Chuchchi was born sometime before 1972 and had her first cubs in June of 1975. She was known to have produced five litters and 16 offspring but others may have gone unrecorded. Eleven of the cubs survived to adulthood - to the age where they can disperse to find their own home range.

As is usually with female tigers, three of the female offspring found home territory close to the natal range (mother's territory). One was able to establish a territory because the resident female had died. The second female offspring (born in 1979) set up home in a 10 square mile territory in part of her mother's home range - the northern part. This left mother occupying the southern part of her range. The third, born in 1982 forced her mother out of what remained of her territory. This made Chuchchi "transient" - nomadic.

Chuchchi was exposed at this stage to the greater possibility of being killed. She was killed in 1987, at least 15 years and 6 months of age. A good age for a wild tiger. She had fought with a young male tiger and lost.

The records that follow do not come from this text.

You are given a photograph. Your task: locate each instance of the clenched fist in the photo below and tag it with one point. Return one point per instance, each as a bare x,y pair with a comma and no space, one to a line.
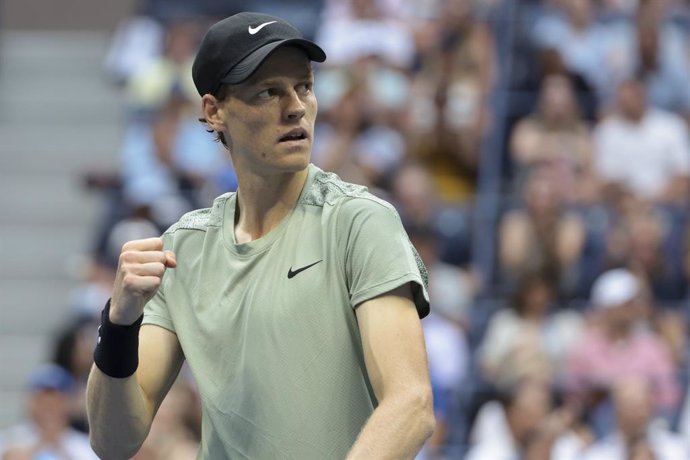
140,271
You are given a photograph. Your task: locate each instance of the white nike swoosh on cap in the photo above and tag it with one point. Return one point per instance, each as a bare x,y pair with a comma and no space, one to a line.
253,30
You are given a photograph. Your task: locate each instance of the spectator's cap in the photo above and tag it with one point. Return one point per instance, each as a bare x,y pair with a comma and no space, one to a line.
51,377
613,288
233,48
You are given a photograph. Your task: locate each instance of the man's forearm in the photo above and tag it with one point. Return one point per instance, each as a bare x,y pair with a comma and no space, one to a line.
397,429
119,416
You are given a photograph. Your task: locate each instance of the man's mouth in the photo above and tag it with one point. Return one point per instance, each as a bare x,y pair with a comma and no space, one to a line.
294,135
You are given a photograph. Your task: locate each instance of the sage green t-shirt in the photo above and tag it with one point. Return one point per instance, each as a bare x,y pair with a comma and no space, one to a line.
268,328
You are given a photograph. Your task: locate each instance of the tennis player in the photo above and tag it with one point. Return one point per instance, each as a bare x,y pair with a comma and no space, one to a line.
296,301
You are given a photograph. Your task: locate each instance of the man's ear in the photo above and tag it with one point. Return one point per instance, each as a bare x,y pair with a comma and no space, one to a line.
210,107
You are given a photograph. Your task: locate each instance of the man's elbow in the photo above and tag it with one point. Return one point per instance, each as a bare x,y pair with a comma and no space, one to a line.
422,409
107,451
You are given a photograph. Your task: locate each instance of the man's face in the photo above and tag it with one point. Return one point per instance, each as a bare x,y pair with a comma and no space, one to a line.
269,118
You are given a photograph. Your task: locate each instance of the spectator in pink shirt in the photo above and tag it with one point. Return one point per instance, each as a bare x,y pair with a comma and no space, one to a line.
619,343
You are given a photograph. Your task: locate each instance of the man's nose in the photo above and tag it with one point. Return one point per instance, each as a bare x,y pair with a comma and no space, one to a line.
294,108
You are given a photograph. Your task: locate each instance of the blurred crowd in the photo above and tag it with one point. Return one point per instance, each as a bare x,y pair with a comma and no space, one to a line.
570,340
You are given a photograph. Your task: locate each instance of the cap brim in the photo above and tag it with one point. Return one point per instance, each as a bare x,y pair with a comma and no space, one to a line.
247,66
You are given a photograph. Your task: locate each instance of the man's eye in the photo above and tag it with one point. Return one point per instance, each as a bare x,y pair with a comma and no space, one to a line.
304,87
266,94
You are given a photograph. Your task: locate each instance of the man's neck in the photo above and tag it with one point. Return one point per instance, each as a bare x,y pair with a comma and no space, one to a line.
263,202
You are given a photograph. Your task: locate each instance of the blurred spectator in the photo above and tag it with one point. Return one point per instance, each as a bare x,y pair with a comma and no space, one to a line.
640,241
73,351
447,114
556,134
137,41
524,423
654,48
151,84
529,339
369,31
358,135
47,434
415,196
541,234
642,152
583,43
167,161
636,435
619,342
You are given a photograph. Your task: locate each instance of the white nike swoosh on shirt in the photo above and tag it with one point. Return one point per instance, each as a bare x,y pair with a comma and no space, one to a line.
253,30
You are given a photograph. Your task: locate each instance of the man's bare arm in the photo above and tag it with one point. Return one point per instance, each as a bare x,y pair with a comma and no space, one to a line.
120,410
395,357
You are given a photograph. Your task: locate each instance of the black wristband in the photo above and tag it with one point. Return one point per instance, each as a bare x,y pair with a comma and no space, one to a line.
117,348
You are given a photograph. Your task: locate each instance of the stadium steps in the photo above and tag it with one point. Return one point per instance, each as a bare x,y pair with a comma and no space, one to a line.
58,118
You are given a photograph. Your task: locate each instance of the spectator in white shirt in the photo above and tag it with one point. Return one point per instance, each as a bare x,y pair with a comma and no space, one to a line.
637,433
642,152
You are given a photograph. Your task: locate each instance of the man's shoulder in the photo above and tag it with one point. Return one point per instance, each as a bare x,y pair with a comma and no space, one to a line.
328,188
202,219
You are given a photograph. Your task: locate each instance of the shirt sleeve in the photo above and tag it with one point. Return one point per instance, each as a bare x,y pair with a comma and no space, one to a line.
379,256
156,310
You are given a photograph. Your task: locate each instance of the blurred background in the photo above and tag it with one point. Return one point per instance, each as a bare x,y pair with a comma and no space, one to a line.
537,150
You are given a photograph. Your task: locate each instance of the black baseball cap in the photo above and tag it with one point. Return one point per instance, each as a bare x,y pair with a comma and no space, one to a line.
234,47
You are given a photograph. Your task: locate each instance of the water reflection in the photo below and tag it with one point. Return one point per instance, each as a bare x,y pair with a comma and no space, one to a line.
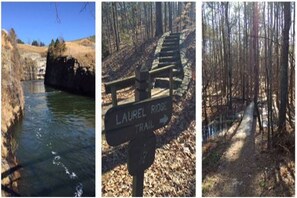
56,143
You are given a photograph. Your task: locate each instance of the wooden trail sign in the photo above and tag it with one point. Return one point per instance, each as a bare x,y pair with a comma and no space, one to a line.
123,123
135,122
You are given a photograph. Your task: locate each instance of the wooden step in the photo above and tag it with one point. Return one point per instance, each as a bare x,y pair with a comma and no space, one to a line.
169,53
169,48
174,33
171,40
170,43
163,64
173,37
164,82
169,59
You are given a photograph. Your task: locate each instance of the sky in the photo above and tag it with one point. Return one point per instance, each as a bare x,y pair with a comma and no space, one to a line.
38,21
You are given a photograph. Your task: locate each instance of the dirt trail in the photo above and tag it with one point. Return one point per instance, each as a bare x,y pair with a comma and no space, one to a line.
240,166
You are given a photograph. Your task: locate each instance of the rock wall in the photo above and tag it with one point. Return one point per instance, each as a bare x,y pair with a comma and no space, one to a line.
68,74
12,103
33,66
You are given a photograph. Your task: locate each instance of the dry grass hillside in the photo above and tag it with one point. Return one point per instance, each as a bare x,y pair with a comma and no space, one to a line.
83,50
12,103
24,48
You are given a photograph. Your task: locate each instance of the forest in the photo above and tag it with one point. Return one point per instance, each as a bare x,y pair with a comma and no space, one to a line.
127,23
248,57
156,36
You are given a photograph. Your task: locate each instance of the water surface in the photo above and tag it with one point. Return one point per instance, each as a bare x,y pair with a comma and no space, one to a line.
55,143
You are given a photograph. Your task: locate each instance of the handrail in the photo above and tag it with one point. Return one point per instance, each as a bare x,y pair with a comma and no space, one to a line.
130,81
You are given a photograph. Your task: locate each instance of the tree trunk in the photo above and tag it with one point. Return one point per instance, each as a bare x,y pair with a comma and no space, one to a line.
284,68
159,24
170,16
115,25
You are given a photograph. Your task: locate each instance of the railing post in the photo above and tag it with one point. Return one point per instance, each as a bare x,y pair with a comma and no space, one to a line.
170,82
114,96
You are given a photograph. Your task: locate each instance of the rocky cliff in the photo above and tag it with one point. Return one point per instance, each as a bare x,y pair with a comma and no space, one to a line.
33,66
67,73
12,103
33,61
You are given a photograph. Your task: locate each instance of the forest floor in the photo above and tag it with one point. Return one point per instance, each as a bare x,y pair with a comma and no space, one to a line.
235,167
173,171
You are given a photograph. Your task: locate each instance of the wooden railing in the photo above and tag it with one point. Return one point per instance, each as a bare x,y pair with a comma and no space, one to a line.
113,86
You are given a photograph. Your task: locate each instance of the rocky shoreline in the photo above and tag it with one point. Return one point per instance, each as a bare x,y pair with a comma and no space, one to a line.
67,73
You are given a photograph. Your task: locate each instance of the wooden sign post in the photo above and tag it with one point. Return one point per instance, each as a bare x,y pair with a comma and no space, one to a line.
135,122
136,146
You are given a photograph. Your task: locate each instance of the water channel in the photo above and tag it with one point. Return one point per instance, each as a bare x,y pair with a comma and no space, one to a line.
55,143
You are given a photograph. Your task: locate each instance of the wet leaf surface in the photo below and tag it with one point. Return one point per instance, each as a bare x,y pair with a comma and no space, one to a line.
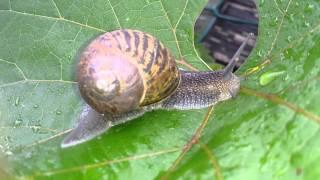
269,131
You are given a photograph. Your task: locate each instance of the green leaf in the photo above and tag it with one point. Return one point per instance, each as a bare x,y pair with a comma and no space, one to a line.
267,132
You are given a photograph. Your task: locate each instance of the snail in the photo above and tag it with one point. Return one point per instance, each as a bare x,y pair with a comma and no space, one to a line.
124,73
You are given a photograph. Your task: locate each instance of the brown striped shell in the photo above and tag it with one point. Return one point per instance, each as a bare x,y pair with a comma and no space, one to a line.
123,70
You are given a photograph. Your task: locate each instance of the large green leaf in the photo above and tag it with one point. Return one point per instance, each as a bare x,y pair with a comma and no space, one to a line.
268,131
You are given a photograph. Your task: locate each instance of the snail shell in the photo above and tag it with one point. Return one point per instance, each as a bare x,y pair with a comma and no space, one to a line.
123,70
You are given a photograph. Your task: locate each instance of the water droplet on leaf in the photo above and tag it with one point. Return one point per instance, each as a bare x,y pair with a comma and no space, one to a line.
18,122
58,112
17,101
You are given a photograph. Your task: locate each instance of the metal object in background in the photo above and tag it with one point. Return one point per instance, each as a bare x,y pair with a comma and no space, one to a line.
224,24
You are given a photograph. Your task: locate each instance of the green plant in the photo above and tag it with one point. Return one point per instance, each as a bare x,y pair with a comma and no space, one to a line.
269,131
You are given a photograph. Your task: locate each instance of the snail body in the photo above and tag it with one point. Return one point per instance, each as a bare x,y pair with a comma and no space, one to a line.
124,73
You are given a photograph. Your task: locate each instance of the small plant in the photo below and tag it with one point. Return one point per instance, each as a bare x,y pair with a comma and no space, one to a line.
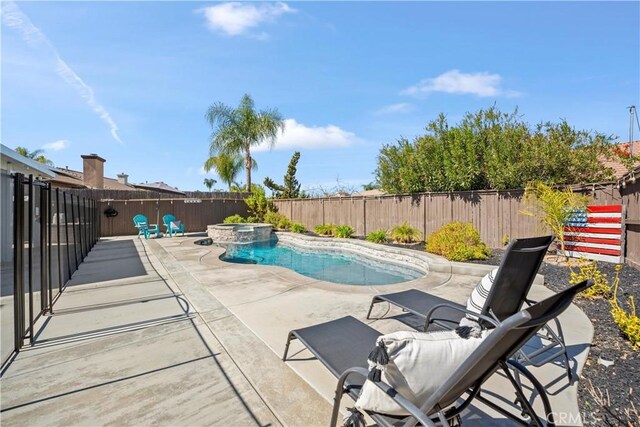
284,223
278,220
629,323
296,227
404,233
343,231
552,207
589,270
458,241
325,229
378,236
234,219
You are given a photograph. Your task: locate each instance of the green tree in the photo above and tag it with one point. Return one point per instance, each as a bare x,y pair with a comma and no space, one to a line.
490,149
37,155
209,183
236,130
226,166
291,187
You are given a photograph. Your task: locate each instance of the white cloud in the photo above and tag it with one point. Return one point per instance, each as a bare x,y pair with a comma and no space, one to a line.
296,135
13,18
61,144
479,84
402,107
237,18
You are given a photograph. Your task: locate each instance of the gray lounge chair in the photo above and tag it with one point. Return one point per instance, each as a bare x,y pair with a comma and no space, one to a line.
518,268
342,346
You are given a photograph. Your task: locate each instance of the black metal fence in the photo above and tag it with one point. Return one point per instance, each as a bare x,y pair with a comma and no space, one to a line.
46,234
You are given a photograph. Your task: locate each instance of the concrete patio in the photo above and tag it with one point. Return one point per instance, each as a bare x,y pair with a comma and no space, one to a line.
163,332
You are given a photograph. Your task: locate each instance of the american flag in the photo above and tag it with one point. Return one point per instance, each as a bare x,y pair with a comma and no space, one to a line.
595,232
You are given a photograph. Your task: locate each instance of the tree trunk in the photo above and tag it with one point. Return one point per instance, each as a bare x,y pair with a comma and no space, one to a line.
248,165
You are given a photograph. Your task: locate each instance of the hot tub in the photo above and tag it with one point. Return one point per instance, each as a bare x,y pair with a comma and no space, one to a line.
239,233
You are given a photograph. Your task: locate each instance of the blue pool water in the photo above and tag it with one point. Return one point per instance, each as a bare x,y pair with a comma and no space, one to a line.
336,267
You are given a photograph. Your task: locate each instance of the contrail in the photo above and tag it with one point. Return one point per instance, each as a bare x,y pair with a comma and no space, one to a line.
14,18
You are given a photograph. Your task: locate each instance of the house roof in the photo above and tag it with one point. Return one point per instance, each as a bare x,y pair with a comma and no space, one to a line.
29,164
76,179
159,186
619,169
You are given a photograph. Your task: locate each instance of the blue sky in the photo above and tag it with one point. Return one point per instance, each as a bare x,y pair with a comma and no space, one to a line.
131,81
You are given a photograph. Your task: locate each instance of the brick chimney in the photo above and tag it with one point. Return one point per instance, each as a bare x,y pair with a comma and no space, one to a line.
123,178
93,170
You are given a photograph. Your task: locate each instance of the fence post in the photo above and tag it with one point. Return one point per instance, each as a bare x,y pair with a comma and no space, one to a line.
18,259
30,238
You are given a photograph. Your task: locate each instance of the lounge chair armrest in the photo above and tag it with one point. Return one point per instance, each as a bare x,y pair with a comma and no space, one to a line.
487,319
416,412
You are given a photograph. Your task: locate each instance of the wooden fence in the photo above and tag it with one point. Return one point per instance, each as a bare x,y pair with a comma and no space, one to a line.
194,215
144,194
496,214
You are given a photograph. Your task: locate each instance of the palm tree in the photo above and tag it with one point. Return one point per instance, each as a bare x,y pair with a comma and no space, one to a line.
226,166
37,155
237,130
209,183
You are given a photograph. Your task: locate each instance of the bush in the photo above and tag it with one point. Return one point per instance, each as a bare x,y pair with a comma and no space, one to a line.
234,219
343,231
404,233
296,227
258,205
628,323
278,220
378,236
458,241
325,229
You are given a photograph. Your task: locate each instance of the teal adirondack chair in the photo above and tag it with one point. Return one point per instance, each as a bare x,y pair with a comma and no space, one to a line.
144,228
172,225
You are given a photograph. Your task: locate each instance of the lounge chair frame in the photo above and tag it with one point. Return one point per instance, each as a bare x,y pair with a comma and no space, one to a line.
493,354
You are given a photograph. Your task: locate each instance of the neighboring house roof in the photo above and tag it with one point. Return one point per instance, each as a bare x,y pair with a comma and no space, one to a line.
619,169
76,179
370,193
23,164
159,186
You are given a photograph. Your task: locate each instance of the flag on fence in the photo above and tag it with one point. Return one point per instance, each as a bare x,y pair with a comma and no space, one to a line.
595,232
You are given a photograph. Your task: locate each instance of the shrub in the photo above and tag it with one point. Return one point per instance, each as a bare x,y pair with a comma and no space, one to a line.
278,220
234,219
629,323
552,207
258,205
589,270
343,231
378,236
296,227
284,223
325,229
458,241
404,233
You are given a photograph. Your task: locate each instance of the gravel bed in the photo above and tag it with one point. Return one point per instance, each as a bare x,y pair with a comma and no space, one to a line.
618,383
621,381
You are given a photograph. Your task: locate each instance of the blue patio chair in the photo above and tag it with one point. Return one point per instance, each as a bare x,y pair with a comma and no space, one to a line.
172,225
144,228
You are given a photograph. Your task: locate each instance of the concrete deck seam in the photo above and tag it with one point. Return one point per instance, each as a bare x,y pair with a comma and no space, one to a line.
206,324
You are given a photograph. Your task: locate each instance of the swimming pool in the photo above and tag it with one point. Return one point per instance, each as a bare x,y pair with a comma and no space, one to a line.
328,265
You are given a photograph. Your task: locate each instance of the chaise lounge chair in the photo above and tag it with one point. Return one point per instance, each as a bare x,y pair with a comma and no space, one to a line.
342,346
172,225
513,279
144,228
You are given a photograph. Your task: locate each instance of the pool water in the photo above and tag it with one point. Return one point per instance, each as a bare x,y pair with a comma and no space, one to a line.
330,266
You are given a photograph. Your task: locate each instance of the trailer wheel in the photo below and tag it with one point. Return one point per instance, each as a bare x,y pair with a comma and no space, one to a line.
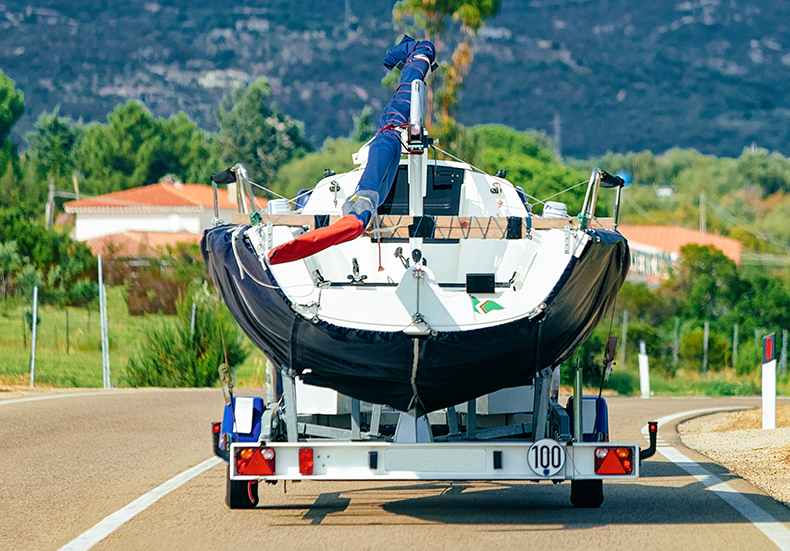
586,494
240,494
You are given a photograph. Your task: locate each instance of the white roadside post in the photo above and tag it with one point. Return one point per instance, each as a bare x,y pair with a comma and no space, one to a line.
769,381
644,371
33,342
103,324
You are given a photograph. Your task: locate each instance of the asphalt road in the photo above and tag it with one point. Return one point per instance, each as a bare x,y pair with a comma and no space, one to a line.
67,463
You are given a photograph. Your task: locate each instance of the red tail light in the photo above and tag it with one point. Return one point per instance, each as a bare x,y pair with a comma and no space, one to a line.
614,461
255,461
306,461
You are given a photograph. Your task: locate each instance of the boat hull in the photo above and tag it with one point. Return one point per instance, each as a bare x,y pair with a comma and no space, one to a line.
431,372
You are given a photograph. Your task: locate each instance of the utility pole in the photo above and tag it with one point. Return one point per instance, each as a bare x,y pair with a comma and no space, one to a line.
557,133
50,211
622,342
705,350
735,346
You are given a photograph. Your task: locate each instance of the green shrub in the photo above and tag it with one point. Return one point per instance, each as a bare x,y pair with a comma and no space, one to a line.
171,356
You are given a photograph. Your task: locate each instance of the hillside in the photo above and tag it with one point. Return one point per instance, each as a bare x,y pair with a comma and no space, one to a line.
622,76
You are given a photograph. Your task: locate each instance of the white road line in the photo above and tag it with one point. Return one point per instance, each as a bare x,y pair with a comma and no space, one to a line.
48,397
110,524
768,525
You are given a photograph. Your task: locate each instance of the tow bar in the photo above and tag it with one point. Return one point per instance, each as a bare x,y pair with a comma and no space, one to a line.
652,428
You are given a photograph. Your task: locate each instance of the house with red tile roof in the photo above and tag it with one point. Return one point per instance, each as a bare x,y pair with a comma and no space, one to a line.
162,208
655,249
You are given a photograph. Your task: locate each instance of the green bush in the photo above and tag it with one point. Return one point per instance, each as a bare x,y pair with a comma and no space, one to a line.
691,350
171,356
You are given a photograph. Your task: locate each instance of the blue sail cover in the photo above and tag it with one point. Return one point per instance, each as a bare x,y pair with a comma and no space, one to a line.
384,153
385,150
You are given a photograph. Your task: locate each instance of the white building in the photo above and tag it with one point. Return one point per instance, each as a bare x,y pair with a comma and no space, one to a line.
158,208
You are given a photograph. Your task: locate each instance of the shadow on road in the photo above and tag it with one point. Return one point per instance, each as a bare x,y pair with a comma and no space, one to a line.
542,505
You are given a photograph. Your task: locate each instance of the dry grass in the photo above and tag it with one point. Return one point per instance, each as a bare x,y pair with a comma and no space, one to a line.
750,419
737,441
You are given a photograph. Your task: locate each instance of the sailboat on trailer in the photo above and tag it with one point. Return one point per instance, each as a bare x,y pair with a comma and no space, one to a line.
415,282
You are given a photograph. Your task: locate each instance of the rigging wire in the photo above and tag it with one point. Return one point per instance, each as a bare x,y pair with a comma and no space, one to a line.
481,171
744,226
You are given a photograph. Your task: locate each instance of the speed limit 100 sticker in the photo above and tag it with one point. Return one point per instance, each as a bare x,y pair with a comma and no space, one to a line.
546,457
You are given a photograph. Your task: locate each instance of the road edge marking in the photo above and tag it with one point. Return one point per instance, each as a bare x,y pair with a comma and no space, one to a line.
110,524
762,520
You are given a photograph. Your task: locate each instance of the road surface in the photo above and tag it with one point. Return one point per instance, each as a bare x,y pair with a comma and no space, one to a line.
68,463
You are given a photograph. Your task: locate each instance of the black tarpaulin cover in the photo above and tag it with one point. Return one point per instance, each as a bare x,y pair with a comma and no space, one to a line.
452,367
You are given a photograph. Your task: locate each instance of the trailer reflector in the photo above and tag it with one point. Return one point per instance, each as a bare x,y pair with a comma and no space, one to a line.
614,461
255,461
306,461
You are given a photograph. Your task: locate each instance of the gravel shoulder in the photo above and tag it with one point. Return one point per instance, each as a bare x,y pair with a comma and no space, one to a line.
736,441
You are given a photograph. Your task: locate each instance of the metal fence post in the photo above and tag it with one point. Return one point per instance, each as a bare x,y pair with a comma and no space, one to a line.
33,342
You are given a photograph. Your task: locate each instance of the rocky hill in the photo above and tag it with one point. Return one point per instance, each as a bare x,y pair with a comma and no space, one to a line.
613,75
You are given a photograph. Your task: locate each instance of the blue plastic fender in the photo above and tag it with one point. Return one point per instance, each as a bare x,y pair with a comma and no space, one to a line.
227,422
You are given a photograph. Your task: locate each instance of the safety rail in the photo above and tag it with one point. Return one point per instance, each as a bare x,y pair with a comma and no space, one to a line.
439,227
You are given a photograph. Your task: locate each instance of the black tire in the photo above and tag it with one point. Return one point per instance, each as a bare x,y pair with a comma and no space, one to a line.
238,493
586,494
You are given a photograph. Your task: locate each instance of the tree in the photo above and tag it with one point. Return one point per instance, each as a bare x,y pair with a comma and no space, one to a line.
529,162
135,149
12,105
433,19
51,154
770,172
706,285
10,262
173,356
10,175
255,133
305,172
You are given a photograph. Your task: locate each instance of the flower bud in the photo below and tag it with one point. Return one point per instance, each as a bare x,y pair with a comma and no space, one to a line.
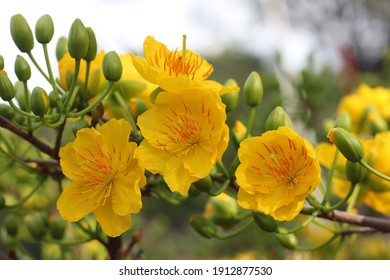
40,102
22,69
6,111
355,172
21,33
1,62
7,91
36,225
347,144
344,121
11,224
203,226
264,221
44,29
92,46
204,184
80,124
137,107
57,228
230,99
253,89
278,117
112,67
62,47
78,40
289,240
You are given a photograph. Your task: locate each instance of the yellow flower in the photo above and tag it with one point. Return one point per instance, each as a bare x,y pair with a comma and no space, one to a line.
96,78
184,135
106,178
373,189
277,171
357,103
176,70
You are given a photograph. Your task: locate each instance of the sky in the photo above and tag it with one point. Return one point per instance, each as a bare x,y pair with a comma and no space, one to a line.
210,26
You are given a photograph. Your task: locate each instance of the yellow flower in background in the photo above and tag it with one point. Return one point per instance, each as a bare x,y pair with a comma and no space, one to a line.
276,173
365,96
373,191
184,135
176,70
96,78
106,178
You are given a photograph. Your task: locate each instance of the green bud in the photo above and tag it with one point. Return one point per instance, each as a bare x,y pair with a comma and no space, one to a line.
77,125
36,225
2,200
40,102
264,221
230,99
97,112
44,29
22,69
253,89
355,172
203,226
7,91
347,144
278,117
204,184
289,241
20,95
57,228
62,47
78,40
1,62
6,111
92,46
344,121
21,33
11,224
112,67
137,107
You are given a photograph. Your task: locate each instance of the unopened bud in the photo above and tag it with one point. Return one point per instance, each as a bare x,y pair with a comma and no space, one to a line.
6,111
137,107
355,172
7,91
344,121
21,33
40,102
44,29
22,69
230,99
278,117
78,40
112,66
62,47
253,89
347,144
92,46
264,221
203,226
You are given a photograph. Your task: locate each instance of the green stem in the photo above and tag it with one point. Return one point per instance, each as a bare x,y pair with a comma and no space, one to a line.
374,171
51,78
128,115
233,233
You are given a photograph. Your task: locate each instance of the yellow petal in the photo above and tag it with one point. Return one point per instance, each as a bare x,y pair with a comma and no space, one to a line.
112,224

Chuchchi had seven male tigers in her life. There were three who were the fathers of five litters that were known about. Charles McDougal calls her a femme fatal. The males were fighting over her.

In various fights over her, on one occasion a young male tiger bit off the tail of another tiger. He left the area tailless. The tiger who removed the other's tail was later killed by another male tiger who was courting Chuchchi. In turn he was later (1982) replaced by a fourth tiger.

Chuchchi was fearless and courageous as are all tigers. She defended her cubs with passion. On one occasion she attacked an elephant that had by chance walked on an area where Chuchchi had given birth two days before.

Chuchchi met her observer, Charles McDougal unexpectedly on a ridge one day. They eyeballed each other from a distance of 50 feet. Mr McDougal took the hint and turned around and quietly walked away. It seems that she recognised Mr McDougal and was relaxed about the encounter.

I find the life of Chuchchi both beautiful and sad. But that is just me.